Ellen Tilman, Director of Library Services at Meyers Library, Reform Congregation Keneseth Israel?, attended the recent Jewish Childrens' Writers & Illustrators Conferences and offers this summary of her experiences and impressions.

A Library Person’s View of The Jewish Children’s Book Writers and Illustrators Conference

By Ellen Tilman

I attended the Jewish Children’s Book Writers and Illustrators Conference in New York City this past November out of curiosity as a Jewish Children’s book person. I knew no one at the conference. I was looking for a children’s author to do a program in my congregational library and have always considered writing a children’s book. For me, the conference was a success. I left with a stack of business cards, names of potential speakers, a list of possible books to purchase for my library and helpful advice on becoming a professional writer.

I heard about the conference from the Jewish Book Council and on Barbara Krasner’s Blog: The Whole Megillah.  I find her book reviews on Jewish children’s books to be very helpful in making library selections. She did a yeoman’s job organizing this event. Every minute was scheduled with presentations from editors, agents, and authors. There was an extended lunch hour to permit networking among participants.

Aileen Grossberg and Kathe Pinchuck represented AJL and discussed the Sydney Taylor Manuscript Competition and the Sydney Taylor Book Awards. The participants I met were either published authors or individuals looking for publishers. Several had books that were scheduled for publication this spring.

Stephanie Lurie, an editor at Disney-Hyperion,talked about the 3 H’s of Jewish children’s books: Holidays; History; and Holocaust. She shared titles of her favorite Jewish Children’s books. As a library person, I found her discussion of the types of books being published at mass market publishers, such as Disney-Hyperion, to be upsetting. They are interested in books with a universal appeal, that can be shared with the family, have positive role models, subtle values, leave the world a better place, etc. Fantasy and Science Fiction titles are in high demand. This would seem to severely limit books on Jewish themes.

Mark Levine, the Executive Editor at Behrman House shared the innovative new directions for this publisher. They are interested in “Digital Interactive Books.” As I understood his description, the reader will help develop the story line and will participate as a character. These books will be multi-sensory with audio and video components. The author and reader will have a shared communal experience. They are also exploring “Trans-Media Story Telling.” He described this as a multi-platform approach to publishing with books, on-line features, and the ability to be interactive with games, etc. I am not sure how this type of publishing would relate to a congregational library, but I am certainly eager to learn more.
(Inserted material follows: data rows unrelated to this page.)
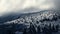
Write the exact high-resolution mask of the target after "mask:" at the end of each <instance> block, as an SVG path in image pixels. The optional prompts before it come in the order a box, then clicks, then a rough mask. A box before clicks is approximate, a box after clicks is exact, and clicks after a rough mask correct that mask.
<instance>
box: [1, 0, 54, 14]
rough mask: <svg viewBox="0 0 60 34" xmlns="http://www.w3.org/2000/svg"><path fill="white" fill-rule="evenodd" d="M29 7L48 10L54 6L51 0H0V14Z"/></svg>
mask: <svg viewBox="0 0 60 34" xmlns="http://www.w3.org/2000/svg"><path fill="white" fill-rule="evenodd" d="M54 2H55V1H54ZM31 7H34V8H38V9H41V10H48V9H51V8H53V7H55V6H54V3H53V2H52V0H0V15H3V14H5V13H10V12H15V11H16V12H18V10H23V9H26V8H31ZM20 12H21V11H20Z"/></svg>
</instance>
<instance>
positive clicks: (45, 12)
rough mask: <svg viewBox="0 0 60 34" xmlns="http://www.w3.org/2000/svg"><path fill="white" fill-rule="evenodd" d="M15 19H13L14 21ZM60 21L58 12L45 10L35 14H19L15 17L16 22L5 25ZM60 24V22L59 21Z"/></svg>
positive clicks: (59, 17)
mask: <svg viewBox="0 0 60 34" xmlns="http://www.w3.org/2000/svg"><path fill="white" fill-rule="evenodd" d="M13 18H14V17H11V19H13ZM59 19H60V16H59V13H57V11H52V10H45V11H40V12H35V13H27V14H18V15H15V20H11V21H7V22H5V23H18V24H19V23H26V22H27V23H30V22H33V23H36V22H45V21H47V22H48V21H49V22H54V21H58V20H59ZM59 22H60V21H59Z"/></svg>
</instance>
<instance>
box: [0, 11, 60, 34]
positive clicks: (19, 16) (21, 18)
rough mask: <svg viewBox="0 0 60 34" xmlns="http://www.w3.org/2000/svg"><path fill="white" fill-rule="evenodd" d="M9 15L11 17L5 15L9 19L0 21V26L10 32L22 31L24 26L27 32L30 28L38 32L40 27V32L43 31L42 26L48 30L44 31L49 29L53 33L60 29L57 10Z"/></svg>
mask: <svg viewBox="0 0 60 34" xmlns="http://www.w3.org/2000/svg"><path fill="white" fill-rule="evenodd" d="M10 16H11V18H10V17H7V18H9V19H10V20H9V19H8V20H7V21H5V22H3V23H0V28H1V29H2V30H3V29H4V31H5V30H11V31H12V32H14V31H17V30H18V31H22V32H23V33H24V31H25V30H24V29H25V28H26V29H27V30H26V31H28V32H30V29H34V30H33V31H32V32H34V31H35V30H36V32H38V28H39V29H41V30H40V32H42V33H44V31H45V30H44V28H47V29H48V30H46V31H48V32H50V31H51V33H52V32H53V34H54V32H57V31H60V13H59V11H53V10H44V11H40V12H34V13H26V14H17V15H16V14H15V15H10ZM12 18H14V19H12ZM29 28H30V29H29ZM53 28H54V29H53ZM50 29H51V30H50ZM40 32H39V33H40ZM45 33H46V32H45ZM58 33H60V32H58ZM28 34H29V33H28Z"/></svg>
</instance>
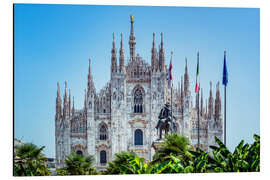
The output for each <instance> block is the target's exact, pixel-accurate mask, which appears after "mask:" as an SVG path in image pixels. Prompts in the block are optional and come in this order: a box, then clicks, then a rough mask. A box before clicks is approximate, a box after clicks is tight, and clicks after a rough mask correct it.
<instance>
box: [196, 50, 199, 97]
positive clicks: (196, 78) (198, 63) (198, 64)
mask: <svg viewBox="0 0 270 180" xmlns="http://www.w3.org/2000/svg"><path fill="white" fill-rule="evenodd" d="M199 90H200V77H199V53H198V54H197V72H196V87H195V92H196V93H197V92H199Z"/></svg>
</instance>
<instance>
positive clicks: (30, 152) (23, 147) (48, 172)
mask: <svg viewBox="0 0 270 180" xmlns="http://www.w3.org/2000/svg"><path fill="white" fill-rule="evenodd" d="M44 148H45V146H42V147H41V148H38V147H37V146H36V145H34V144H31V143H28V144H23V145H20V146H18V147H17V150H16V157H15V159H14V176H48V175H50V174H51V172H50V171H49V169H48V168H47V167H46V157H45V156H43V155H42V154H41V152H42V151H43V149H44Z"/></svg>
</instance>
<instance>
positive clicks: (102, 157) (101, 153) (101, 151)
mask: <svg viewBox="0 0 270 180" xmlns="http://www.w3.org/2000/svg"><path fill="white" fill-rule="evenodd" d="M106 163H107V153H106V151H104V150H102V151H100V164H106Z"/></svg>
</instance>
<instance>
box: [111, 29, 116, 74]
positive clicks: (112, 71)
mask: <svg viewBox="0 0 270 180" xmlns="http://www.w3.org/2000/svg"><path fill="white" fill-rule="evenodd" d="M112 46H113V47H112V51H111V53H112V58H111V72H117V62H116V48H115V39H114V33H113V43H112Z"/></svg>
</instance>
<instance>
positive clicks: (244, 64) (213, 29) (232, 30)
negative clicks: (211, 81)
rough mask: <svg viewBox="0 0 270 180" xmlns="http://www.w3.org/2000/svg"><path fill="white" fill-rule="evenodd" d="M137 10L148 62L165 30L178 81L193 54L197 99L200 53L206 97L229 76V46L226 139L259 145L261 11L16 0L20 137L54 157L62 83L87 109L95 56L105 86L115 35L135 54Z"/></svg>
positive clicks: (174, 72) (100, 86)
mask: <svg viewBox="0 0 270 180" xmlns="http://www.w3.org/2000/svg"><path fill="white" fill-rule="evenodd" d="M130 14H133V15H134V21H135V22H134V28H135V36H136V41H137V44H136V52H137V53H139V54H140V55H141V56H142V57H143V58H144V59H145V60H146V61H147V62H148V63H149V64H150V63H151V46H152V33H153V32H155V33H156V42H157V43H160V33H161V32H163V33H164V46H165V58H166V62H167V64H168V63H169V59H170V52H171V51H173V52H174V58H173V81H174V83H177V82H178V81H180V78H181V75H183V74H184V62H185V61H184V59H185V56H186V57H187V58H188V66H189V67H188V68H189V73H190V82H191V90H192V95H193V96H194V92H193V89H194V83H195V68H196V53H197V51H199V52H200V80H201V87H202V89H203V93H204V98H206V97H208V95H209V81H210V80H212V81H213V83H214V84H216V82H217V81H221V79H222V68H223V67H222V66H223V51H224V50H225V49H226V50H227V60H228V61H227V66H228V73H229V84H228V88H227V103H228V104H227V135H228V136H227V143H228V146H229V148H230V149H231V150H232V149H234V147H235V146H236V145H237V144H238V143H239V142H240V140H241V139H244V140H245V141H246V142H252V141H253V139H252V136H253V134H254V133H257V134H259V133H260V105H259V103H260V54H259V52H260V41H259V38H260V28H259V25H260V24H259V23H260V20H259V19H260V11H259V9H247V8H245V9H243V8H241V9H240V8H200V7H140V6H90V5H30V4H16V5H15V17H14V18H15V22H14V25H15V32H14V35H15V46H14V51H15V56H14V58H15V60H14V68H15V71H14V73H15V82H14V83H15V84H14V85H15V86H14V90H15V99H14V100H15V104H14V106H15V107H14V108H15V119H14V127H15V137H16V138H19V139H22V140H23V141H26V142H33V143H35V144H37V145H39V146H41V145H45V146H46V149H45V154H46V155H47V156H49V157H54V154H55V137H54V133H55V129H54V116H55V98H56V90H57V86H56V83H57V81H59V82H60V85H61V91H62V92H61V93H62V94H61V95H63V90H64V81H65V80H66V81H67V82H68V88H71V93H72V96H74V97H75V108H76V109H79V108H82V106H83V97H84V89H85V88H86V87H87V73H88V58H91V59H92V60H93V61H92V72H93V78H94V83H95V86H96V88H97V90H100V89H101V88H102V87H103V86H104V85H105V83H106V82H108V81H109V79H110V58H111V53H110V51H111V47H112V33H113V32H115V36H116V48H117V52H118V51H119V46H120V33H121V32H122V33H123V38H124V49H125V57H128V56H129V50H128V36H129V32H130V22H129V15H130ZM118 55H119V54H117V56H118ZM126 62H127V59H126ZM221 87H222V88H221V95H222V96H223V86H221ZM214 96H215V86H214ZM222 103H223V98H222Z"/></svg>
Judye Groner, Editorial Director of Kar -Ben Publishers, said that they are publishing books featuring new Jewish traditions (such as Tashlich or Rosh Hodesh); American Jewish history, and today’s kids. An unusual feature of this conference was the opportunity for authors and illustrators to arrange individual consultations with publishers. Other speakers discussed the Agent-Author Relationship and marketing secrets. Unfortunately, I had to leave before the final speaker and Question and Answer Panel in order to catch my bus back to Philadelphia.

My “follow-up” list includes researching these titles for possible inclusion in our collection: “Jumping Jenny” by Ellen Bari (Kar-Ben); “Noah’s Swim-A-Thon” by Ann Koffsky (URJ); “The Life and Opinions of Amy Finewitz” by Laura Toffler-Corrie (Roaring Brook), and “Hereville: How Mirka Got Her Sword” by Barry Deutsch. I enjoyed this Conference and would encourage other AJL members to attend in the future.